Die Antwort habe ich auch noch nicht gefunden. Es gibt Männergruppen, die sich mit dem Thema befassen, aber ganz ehrlich, die inspirieren mich zu wenig.
Anderes Thema: Was hat dich eigentlich an Politik und Wissenschaft gereizt? Das sind ja nicht grad die klassischen Männerdomänen.
Politisiert wurde ich durch die EWR-Abstimmung im Jahr 1992. Ich war damals total überrascht, dass das Anliegen eine Mehrheit in der Bevölkerung fand. Das ist der politische Teil. Der analytische Teil kam daher, dass ich damals das Gefühl hatte, der Bundesrat könne mit dem TV-Zeitalter nicht umgehen. Die Politisierung und die Polarisierung wurden wesentlich über das Fernsehen angetrieben. Ich hatte ein grosses Interesse an diesen Themen und war politisch engagiert. Nach einem gescheiterten Versuch mit einem Chemiestudium habe ich umgeschwenkt.
Chemie war dir zu kompliziert? Nicht so der MINT-Typ?
(Lacht verlegen.) Ich bin MINT-mässig tatsächlich nicht so gut aufgestellt. Auch, weil mir Zahlen nicht so liegen.
Das überrascht mich nicht.
Aber es waren nicht nur die Zahlen, weshalb ich im Studium gescheitert bin. Ich habe auch noch zwei linke Hände.
Oh je!
Das war wirklich ungünstig. Ich war so schlecht im Labor. Auch sonst habe ich mich total verschätzt: Ich startete das Studium mit drei Wochen Verspätung, weil ich noch im Militär war. In den Mathematikvorlesungen verstand ich kein Wort, wirklich nichts. Nach sechs Wochen gab ich auf. Ich widmete mich dann in der Freizeit anderen chemischen Substanzen und genoss eine Weile das Studentenleben, bevor ich meine Studienrichtung wechselte.
Bei gfs.bern hast du aber auch viel mit Zahlen zu tun. Blickst du denn heute durch?
Immer weniger, um ehrlich zu sein. Wer heute ab Studium kommt, bringt unfassbare Fähigkeiten im Umgang mit Daten mit. Das ist alles auf einem Niveau, davon kann ich nur träumen. Ich bin eher der intuitive Typ.
Ach, ihr Männer immer mit eurem Bauchgefühl.
Bauchgefühl und eine gewisse Naivität spielen bei meiner Arbeit durchaus eine Rolle.
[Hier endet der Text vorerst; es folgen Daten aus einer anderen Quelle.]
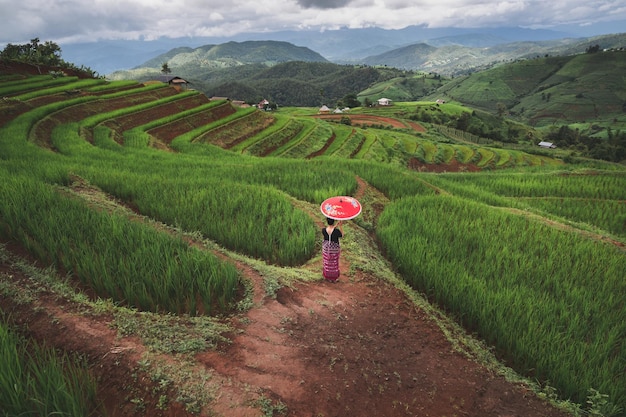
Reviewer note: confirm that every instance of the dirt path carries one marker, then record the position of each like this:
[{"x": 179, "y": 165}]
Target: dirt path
[{"x": 360, "y": 347}]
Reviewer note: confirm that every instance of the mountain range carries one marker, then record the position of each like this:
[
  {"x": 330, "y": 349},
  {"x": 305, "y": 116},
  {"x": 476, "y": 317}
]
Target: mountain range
[{"x": 338, "y": 46}]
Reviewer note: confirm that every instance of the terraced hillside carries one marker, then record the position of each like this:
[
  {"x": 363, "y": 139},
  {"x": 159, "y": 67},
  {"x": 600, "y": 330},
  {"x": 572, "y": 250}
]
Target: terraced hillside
[
  {"x": 161, "y": 114},
  {"x": 187, "y": 276}
]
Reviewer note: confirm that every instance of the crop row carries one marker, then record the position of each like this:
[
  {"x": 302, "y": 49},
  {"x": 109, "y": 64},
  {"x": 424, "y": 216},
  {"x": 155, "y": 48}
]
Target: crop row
[
  {"x": 548, "y": 301},
  {"x": 36, "y": 381}
]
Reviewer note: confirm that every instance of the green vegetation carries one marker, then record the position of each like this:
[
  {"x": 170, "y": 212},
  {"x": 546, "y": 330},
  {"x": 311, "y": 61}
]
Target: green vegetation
[
  {"x": 519, "y": 253},
  {"x": 36, "y": 381}
]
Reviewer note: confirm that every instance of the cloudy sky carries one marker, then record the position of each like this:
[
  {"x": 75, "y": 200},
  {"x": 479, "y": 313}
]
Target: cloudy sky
[{"x": 70, "y": 21}]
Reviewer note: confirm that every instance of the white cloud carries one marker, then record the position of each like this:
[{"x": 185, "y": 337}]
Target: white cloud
[{"x": 74, "y": 20}]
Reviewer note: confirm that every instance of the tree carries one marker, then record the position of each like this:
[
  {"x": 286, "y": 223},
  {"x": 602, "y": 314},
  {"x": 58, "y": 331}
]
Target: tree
[
  {"x": 351, "y": 100},
  {"x": 48, "y": 53}
]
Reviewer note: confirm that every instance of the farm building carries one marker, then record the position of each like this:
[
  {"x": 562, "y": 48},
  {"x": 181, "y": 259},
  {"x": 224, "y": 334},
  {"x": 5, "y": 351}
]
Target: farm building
[
  {"x": 324, "y": 109},
  {"x": 548, "y": 145},
  {"x": 177, "y": 82}
]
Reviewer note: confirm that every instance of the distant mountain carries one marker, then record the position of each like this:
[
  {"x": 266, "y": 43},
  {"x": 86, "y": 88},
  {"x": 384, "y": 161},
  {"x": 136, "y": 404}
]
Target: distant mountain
[
  {"x": 546, "y": 91},
  {"x": 233, "y": 54},
  {"x": 455, "y": 59},
  {"x": 339, "y": 46}
]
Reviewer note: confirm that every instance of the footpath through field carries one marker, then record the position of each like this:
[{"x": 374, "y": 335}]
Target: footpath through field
[{"x": 360, "y": 347}]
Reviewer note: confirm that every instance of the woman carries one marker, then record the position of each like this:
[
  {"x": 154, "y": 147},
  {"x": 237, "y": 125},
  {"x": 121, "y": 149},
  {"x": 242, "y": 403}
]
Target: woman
[{"x": 331, "y": 250}]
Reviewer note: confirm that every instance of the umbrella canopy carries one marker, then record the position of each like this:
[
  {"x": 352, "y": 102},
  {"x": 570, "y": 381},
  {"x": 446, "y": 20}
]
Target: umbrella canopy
[{"x": 341, "y": 208}]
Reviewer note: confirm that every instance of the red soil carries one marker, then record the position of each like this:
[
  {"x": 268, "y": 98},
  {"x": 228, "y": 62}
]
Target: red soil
[{"x": 355, "y": 348}]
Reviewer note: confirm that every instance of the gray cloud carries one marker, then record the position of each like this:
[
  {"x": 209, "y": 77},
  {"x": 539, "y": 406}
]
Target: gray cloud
[
  {"x": 323, "y": 4},
  {"x": 75, "y": 20}
]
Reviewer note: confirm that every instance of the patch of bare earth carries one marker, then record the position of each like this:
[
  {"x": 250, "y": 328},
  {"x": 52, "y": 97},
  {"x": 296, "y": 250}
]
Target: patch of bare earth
[{"x": 356, "y": 348}]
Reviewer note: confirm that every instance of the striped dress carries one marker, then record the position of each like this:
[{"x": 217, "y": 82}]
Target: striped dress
[{"x": 330, "y": 254}]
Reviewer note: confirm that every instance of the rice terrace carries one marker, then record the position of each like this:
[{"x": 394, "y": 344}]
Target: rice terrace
[{"x": 160, "y": 256}]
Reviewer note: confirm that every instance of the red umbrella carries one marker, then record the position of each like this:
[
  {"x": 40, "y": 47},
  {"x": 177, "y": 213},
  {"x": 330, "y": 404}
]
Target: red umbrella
[{"x": 341, "y": 208}]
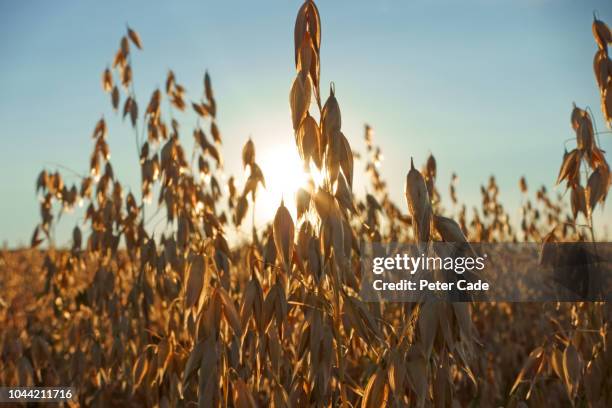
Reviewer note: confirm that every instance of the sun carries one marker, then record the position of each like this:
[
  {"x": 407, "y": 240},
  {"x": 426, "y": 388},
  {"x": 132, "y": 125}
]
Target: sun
[{"x": 284, "y": 174}]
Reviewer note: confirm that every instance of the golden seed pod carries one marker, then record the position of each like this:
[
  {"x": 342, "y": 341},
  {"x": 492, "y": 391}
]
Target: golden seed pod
[
  {"x": 331, "y": 120},
  {"x": 248, "y": 153},
  {"x": 241, "y": 208},
  {"x": 570, "y": 168},
  {"x": 585, "y": 134},
  {"x": 578, "y": 201},
  {"x": 602, "y": 34},
  {"x": 308, "y": 141},
  {"x": 431, "y": 166},
  {"x": 602, "y": 66},
  {"x": 302, "y": 202},
  {"x": 107, "y": 80},
  {"x": 284, "y": 230},
  {"x": 419, "y": 206},
  {"x": 299, "y": 98},
  {"x": 523, "y": 184},
  {"x": 597, "y": 187}
]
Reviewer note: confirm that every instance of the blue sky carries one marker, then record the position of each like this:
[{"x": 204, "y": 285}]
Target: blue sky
[{"x": 486, "y": 86}]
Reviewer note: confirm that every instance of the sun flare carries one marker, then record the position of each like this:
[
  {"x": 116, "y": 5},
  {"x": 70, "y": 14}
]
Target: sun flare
[{"x": 284, "y": 174}]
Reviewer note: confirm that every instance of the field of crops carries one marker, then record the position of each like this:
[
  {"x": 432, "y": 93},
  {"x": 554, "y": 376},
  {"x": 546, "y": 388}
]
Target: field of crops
[{"x": 193, "y": 316}]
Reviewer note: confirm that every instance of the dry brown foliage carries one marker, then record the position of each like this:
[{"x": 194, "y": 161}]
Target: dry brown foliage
[{"x": 188, "y": 319}]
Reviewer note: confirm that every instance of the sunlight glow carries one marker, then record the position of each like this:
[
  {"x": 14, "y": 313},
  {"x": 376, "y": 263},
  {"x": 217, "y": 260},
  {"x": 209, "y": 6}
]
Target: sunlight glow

Aber … (Macht eine Pause und überlegt.) Ich bin auch daran interessiert, genau zu sein. Das ist der geniale Mix, der in den Sozialwissenschaften möglich ist: Man kann mit Intuition und Feingefühl eintauchen in komplexe Themen. Gesellschaftswissenschaften haben eine gewisse Unschärfe, und die ist genauso spannend wie die Präzision.
Und für die Arbeit mit den Zahlen hast du ein paar fähige Frauen angestellt, die damit zurechtkommen?
Ja, und zwar ganz im Ernst und mit einem dreifachen Ausrufezeichen. Wir legen grossen Wert darauf, dass der Männer- und Frauenanteil ausgeglichen ist. Inzwischen erreichen wir dieses Ziel auch. Das war aber nicht immer so.
Haben sich die Männer den Job nicht zugetraut?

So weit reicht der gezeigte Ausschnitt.